With Thanksgiving fast approaching, educators are grappling with how to teach their students about the first Thanksgiving in ways that honor the spirit of the holiday and are historically accurate and responsible.
The story that educators commonly tell of the first Thanksgiving is the same as what most Americans heard growing up. Pilgrims arrived in 1620 and had a tough winter. Native Americans, specifically the Wampanoag, helped teach them to plant hardy crops. After the successful harvest, they celebrated their friendship with a feast that came to be known as the first Thanksgiving. We tell this story because it’s easy to tell, although it doesn’t make for a richly engaging or solid history lesson.
When I first became a teacher, I knew my understanding of Native American history was limited, so I began the long but rewarding process of educating myself by reading articles written by Native voices sharing their perspectives on this national holiday and articles about Native American history. This initial research inspired me to keep asking questions and searching for culturally responsible ways of teaching middle and high school students about U.S. history. I hope you find these suggestions helpful as we enter into November, Native American Heritage Month.

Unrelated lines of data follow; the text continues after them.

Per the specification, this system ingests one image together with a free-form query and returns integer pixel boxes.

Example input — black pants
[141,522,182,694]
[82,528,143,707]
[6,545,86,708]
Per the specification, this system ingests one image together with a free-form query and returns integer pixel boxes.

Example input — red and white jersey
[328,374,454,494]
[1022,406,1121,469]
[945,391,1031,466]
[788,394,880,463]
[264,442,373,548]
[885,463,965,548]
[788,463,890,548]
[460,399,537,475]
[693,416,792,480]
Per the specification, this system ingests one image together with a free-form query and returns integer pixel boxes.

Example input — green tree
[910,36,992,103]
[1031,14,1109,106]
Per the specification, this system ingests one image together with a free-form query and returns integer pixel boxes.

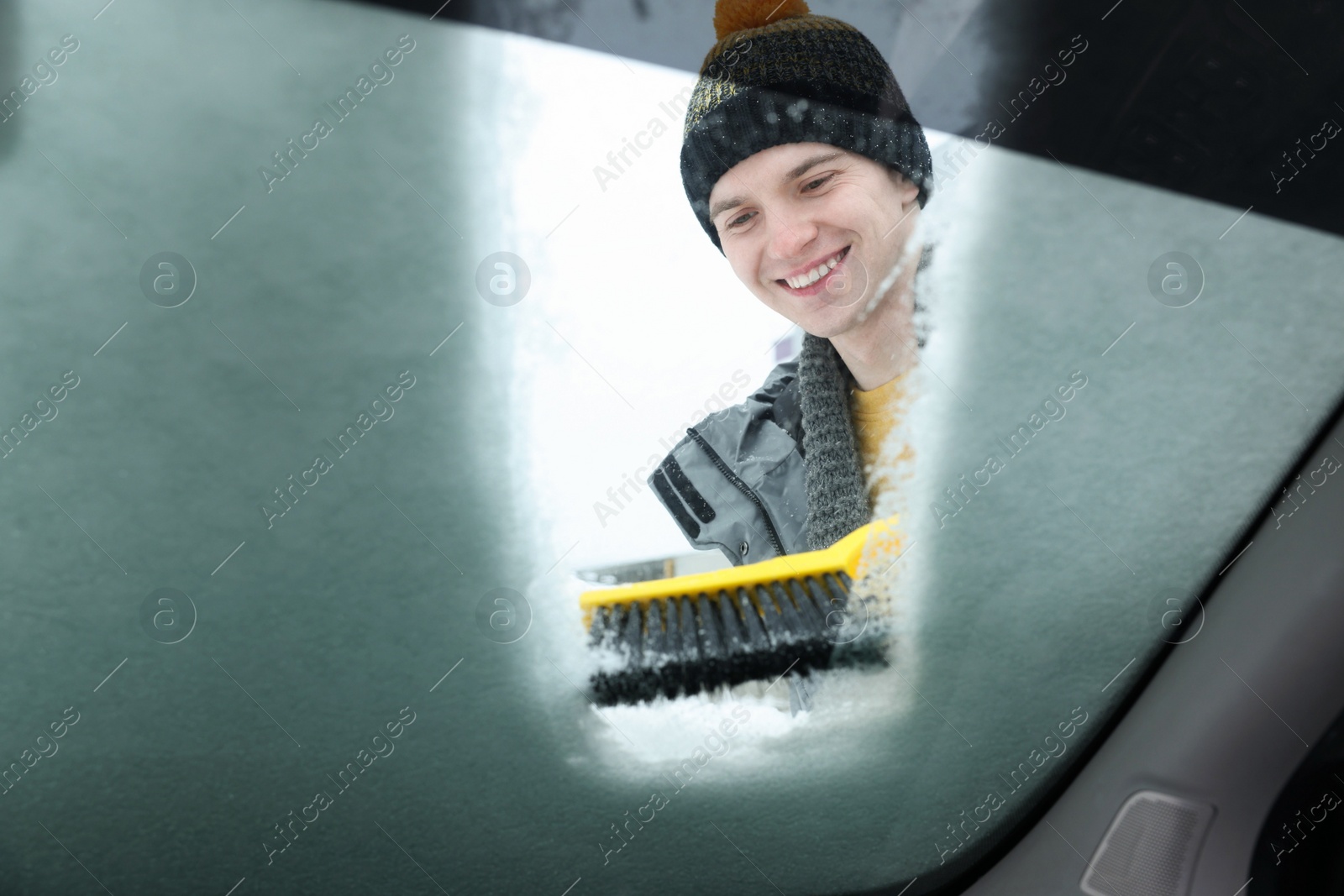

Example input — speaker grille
[1079,790,1214,896]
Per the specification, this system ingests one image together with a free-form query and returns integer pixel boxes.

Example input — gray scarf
[798,333,872,551]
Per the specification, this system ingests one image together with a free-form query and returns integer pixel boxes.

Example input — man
[648,0,932,564]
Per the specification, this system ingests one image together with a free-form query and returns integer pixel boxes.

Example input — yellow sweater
[849,368,914,506]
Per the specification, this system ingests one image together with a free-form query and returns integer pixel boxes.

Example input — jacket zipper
[685,427,785,556]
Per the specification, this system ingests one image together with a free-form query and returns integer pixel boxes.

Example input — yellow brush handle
[580,516,898,611]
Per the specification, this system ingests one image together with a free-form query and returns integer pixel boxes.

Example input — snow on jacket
[648,334,871,565]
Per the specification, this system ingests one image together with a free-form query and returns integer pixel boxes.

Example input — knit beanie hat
[681,0,932,253]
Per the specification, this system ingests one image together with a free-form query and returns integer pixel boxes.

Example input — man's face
[710,143,919,338]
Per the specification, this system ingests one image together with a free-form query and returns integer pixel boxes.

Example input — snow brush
[580,516,900,705]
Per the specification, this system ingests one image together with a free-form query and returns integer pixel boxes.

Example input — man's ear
[887,165,919,206]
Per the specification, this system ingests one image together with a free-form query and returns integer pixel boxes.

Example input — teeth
[784,249,844,289]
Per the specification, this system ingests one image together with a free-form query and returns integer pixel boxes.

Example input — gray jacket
[648,334,871,565]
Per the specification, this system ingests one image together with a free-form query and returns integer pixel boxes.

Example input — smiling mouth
[774,246,849,294]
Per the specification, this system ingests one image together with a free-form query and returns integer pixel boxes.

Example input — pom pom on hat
[714,0,811,40]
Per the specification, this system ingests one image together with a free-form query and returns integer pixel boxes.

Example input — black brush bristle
[590,571,880,705]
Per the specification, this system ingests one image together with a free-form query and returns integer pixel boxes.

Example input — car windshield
[0,4,1344,896]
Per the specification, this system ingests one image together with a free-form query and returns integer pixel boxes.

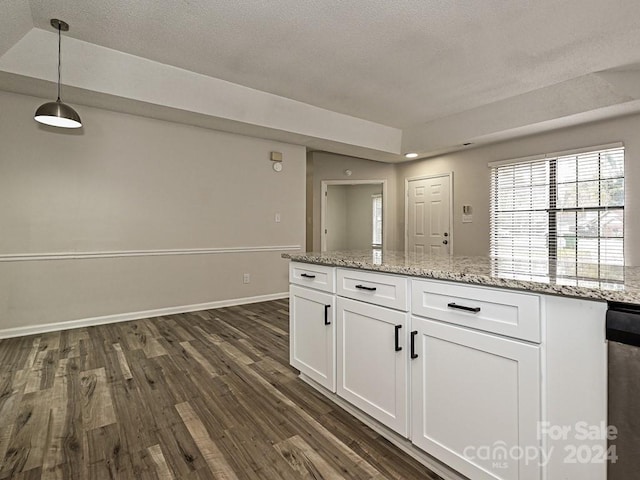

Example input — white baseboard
[0,292,289,338]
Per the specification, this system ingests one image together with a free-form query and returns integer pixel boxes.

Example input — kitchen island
[283,250,628,480]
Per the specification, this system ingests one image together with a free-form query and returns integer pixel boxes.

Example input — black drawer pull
[395,325,402,352]
[447,302,480,313]
[411,330,418,359]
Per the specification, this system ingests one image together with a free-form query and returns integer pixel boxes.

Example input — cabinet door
[337,297,409,436]
[289,285,336,392]
[411,317,541,480]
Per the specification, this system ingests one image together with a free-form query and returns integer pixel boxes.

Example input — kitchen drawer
[411,280,540,343]
[337,268,409,312]
[289,262,336,293]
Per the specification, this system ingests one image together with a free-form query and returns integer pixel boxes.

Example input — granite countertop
[282,250,640,304]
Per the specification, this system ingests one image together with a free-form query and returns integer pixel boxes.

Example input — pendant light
[33,18,82,128]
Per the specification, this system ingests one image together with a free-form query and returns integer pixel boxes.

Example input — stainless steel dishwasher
[607,302,640,480]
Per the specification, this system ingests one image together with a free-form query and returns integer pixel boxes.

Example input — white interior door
[405,174,452,255]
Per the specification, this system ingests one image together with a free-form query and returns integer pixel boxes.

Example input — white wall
[395,115,640,265]
[0,92,306,330]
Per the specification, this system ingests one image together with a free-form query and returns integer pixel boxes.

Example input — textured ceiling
[0,0,640,161]
[29,0,640,128]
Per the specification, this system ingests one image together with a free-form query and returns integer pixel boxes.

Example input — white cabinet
[289,285,336,392]
[411,280,540,342]
[336,297,408,436]
[337,268,409,311]
[410,316,541,480]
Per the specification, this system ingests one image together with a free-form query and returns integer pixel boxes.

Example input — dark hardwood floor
[0,300,438,480]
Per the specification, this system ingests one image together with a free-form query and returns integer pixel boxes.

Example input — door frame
[404,172,453,257]
[320,179,389,252]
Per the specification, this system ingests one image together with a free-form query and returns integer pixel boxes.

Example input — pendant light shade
[33,100,82,128]
[33,18,82,128]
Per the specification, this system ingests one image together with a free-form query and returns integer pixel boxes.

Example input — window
[371,194,382,248]
[490,142,624,286]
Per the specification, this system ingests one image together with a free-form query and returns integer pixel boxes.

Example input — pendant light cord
[58,23,62,102]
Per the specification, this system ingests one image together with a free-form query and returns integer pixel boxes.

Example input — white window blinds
[490,147,624,281]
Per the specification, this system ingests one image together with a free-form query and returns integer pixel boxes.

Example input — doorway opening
[320,180,387,252]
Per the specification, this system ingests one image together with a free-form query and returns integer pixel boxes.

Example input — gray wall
[325,185,349,251]
[0,92,306,329]
[396,115,640,265]
[347,185,384,250]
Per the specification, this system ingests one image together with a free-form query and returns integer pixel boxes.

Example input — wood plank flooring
[0,300,439,480]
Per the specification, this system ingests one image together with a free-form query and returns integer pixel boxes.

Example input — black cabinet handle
[447,302,480,313]
[356,285,377,292]
[411,330,418,359]
[395,325,402,352]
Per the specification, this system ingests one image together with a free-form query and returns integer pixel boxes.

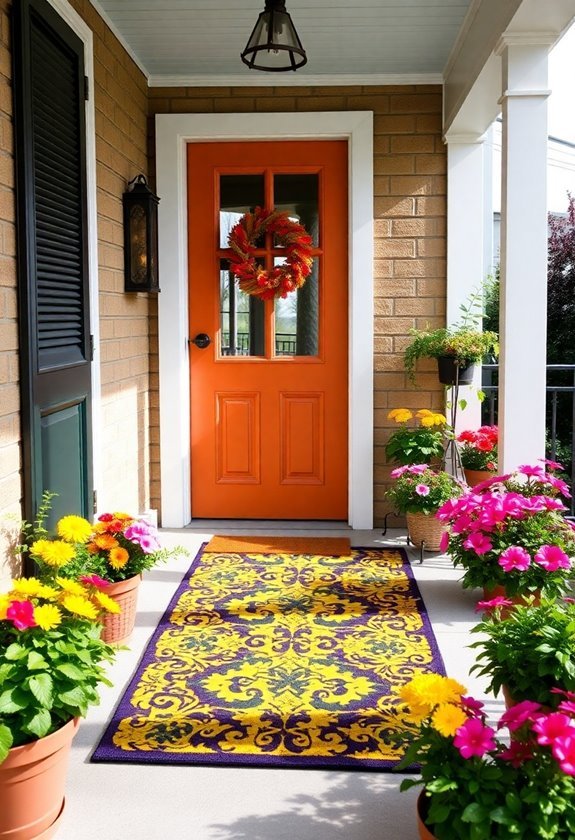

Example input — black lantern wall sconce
[122,175,160,292]
[241,0,307,73]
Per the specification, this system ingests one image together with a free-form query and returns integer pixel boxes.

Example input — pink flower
[533,545,571,572]
[497,545,531,572]
[532,712,575,747]
[499,741,533,767]
[439,531,449,553]
[497,700,541,732]
[551,735,575,776]
[475,595,513,612]
[6,601,36,630]
[453,718,496,758]
[79,575,110,589]
[463,531,493,555]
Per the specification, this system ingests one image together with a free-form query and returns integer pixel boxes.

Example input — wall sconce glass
[122,175,160,292]
[241,0,307,72]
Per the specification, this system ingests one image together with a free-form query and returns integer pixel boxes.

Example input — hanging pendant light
[241,0,307,72]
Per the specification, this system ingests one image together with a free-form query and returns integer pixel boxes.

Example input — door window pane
[274,258,319,356]
[220,175,265,248]
[220,260,265,356]
[274,175,319,248]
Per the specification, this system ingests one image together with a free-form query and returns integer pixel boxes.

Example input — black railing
[222,333,296,356]
[481,365,575,516]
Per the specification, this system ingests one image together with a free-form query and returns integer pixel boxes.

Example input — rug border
[91,540,446,774]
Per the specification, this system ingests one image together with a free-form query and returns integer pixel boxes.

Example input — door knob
[190,333,212,350]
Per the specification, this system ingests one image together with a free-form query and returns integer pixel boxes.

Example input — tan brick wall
[150,86,446,524]
[67,0,152,513]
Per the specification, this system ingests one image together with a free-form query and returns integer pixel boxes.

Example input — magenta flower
[453,718,496,758]
[532,712,575,747]
[79,575,110,589]
[463,531,493,555]
[497,545,531,572]
[533,545,571,572]
[475,595,513,612]
[497,700,541,732]
[551,735,575,776]
[499,741,533,767]
[6,601,36,630]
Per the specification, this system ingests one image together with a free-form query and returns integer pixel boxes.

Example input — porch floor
[56,521,502,840]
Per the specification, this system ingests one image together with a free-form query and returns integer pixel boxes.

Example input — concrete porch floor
[57,521,502,840]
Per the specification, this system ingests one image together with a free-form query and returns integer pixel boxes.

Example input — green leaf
[0,723,13,764]
[28,674,54,709]
[56,662,85,682]
[26,650,48,671]
[25,709,52,738]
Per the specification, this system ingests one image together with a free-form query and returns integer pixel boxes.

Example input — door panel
[188,141,348,519]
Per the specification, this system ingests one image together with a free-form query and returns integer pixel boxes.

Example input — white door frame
[156,111,373,529]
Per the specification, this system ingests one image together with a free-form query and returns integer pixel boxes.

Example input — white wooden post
[497,33,551,472]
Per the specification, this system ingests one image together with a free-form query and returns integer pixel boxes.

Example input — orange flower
[109,546,130,569]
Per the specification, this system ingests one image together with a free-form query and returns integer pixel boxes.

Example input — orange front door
[188,142,348,519]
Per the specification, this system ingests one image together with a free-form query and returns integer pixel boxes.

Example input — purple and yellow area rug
[91,546,445,770]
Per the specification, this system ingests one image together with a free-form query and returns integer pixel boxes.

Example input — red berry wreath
[228,207,312,300]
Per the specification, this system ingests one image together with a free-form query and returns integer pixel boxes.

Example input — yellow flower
[12,578,44,598]
[109,547,130,569]
[92,592,121,613]
[431,703,467,738]
[34,604,62,630]
[42,540,76,569]
[57,515,92,543]
[62,595,98,619]
[387,408,413,423]
[56,578,88,596]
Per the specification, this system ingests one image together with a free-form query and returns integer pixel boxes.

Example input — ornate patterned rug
[91,546,445,770]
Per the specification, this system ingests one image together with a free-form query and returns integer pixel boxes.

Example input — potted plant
[456,426,499,487]
[398,674,575,840]
[385,408,447,466]
[437,462,575,598]
[0,575,117,840]
[386,464,463,551]
[404,285,499,385]
[29,512,184,644]
[471,597,575,708]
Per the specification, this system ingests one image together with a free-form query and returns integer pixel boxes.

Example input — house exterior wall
[149,86,446,524]
[0,0,151,586]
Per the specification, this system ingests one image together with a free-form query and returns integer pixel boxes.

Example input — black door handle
[190,333,212,350]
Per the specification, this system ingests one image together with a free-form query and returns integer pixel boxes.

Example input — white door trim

Design lessons that include Native American knowledge
The Smithsonian’s National Museum of the American Indian (NMAI) invites us to rethink Thanksgiving celebrations and take care to not perpetuate stereotypes or misrepresent Native American traditions—complex traditions developed over thousands of years that are unique to each individual tribe.
Create lessons that include Native knowledge and celebrate the richness of Native cultures through Native American art, literature, and foods while celebrating Thanksgiving. The Smithsonian’s website offers a curated list of several culturally sensitive lesson plans, activities, and resources for educators.
These resources include a study guide for teachers exploring the factual context of the harvest ceremony and a teaching poster developed by NMAI that examines the deeper meaning of the Thanksgiving holiday for Native Americans through the themes of environment, community, encounters, and innovations.
discuss perspectives of Native Americans about Thanksgiving
In speaking about history, we may mistakenly send students the message that Native Americans exist only in the past. Moroni Benally, a citizen of the Diné Nation and public policy expert who has done much work with the Navajo Nation and Indigenous communities worldwide, shares his perspectives on how we can accurately and respectfully teach children about Native American people, Pilgrims, and the first Thanksgiving. Benally reminds us that by retelling and not correcting what he refers to as the “myths of Thanksgiving,” we are teaching children that Native American history and perspective don’t matter.
Although most Native Americans don’t live on reservations, some reservations have cultural centers that offer educational programs and materials for educators. Some programs include docent-led educational tours for students, hands-on activities, and exhibitions of Native American art and traditional crafts. A Google search for tribal centers and Native American museums in your area is a good place to start. Indigenous World, a nonprofit dedicated to connecting people to the unique arts, culture, ideas, and identities of Indigenous people today, also lists major Indigenous cultural organizations providing educational resources.
Research the history of the land you inhabit
Native Land Digital, an Indigenous-led Canadian not-for-profit organization, offers a digital map and Territory Acknowledgement guide. This digital map is a tool meant to create and foster conversations about the history of colonialism, Indigenous ways of knowing, and settler-Indigenous relations.
Access the map by entering an address or exploring the display of Indigenous territories (official and unofficial) worldwide. Click a location and various nation names come up, and you can learn more about the complex history of the land and each nation, language, or treaty associated with it.
Debunk the details
According to historians, commonly believed simple details about the famous Thanksgiving meal are not quite correct. A more accurate first Thanksgiving story, as Benally points out in his article, might entail the following. Celebrating their harvest, the Pilgrims shot guns and cannons. The Wampanoag responded by sending 90 warriors in response to the gunfire. The Wampanoag likely were not invited but simply crashed the feast. Culinary historians believe the meal included seafood.
Liz Kleinrock, an educator and recipient of the 2018 Teaching Tolerance Award for Excellence in Teaching, invites us to consider sharing how our understanding of history and perspectives have changed over time. History is not fixed—rather, it is constantly in a process of being refined.
After all, the subject of history (more aptly called social studies) is a study of people and relationships rather than a chronicle of events. And, thankfully, people change. According to Kleinrock, a crucial part of teaching history is modeling for students how our thinking can shift. For example, we can say, “I used to believe ____, but now I believe ____.” “I used to think ____, but now I ____.”
Through embracing this mindset, teaching about Thanksgiving can be an authentic, powerful learning moment for our students—and ourselves.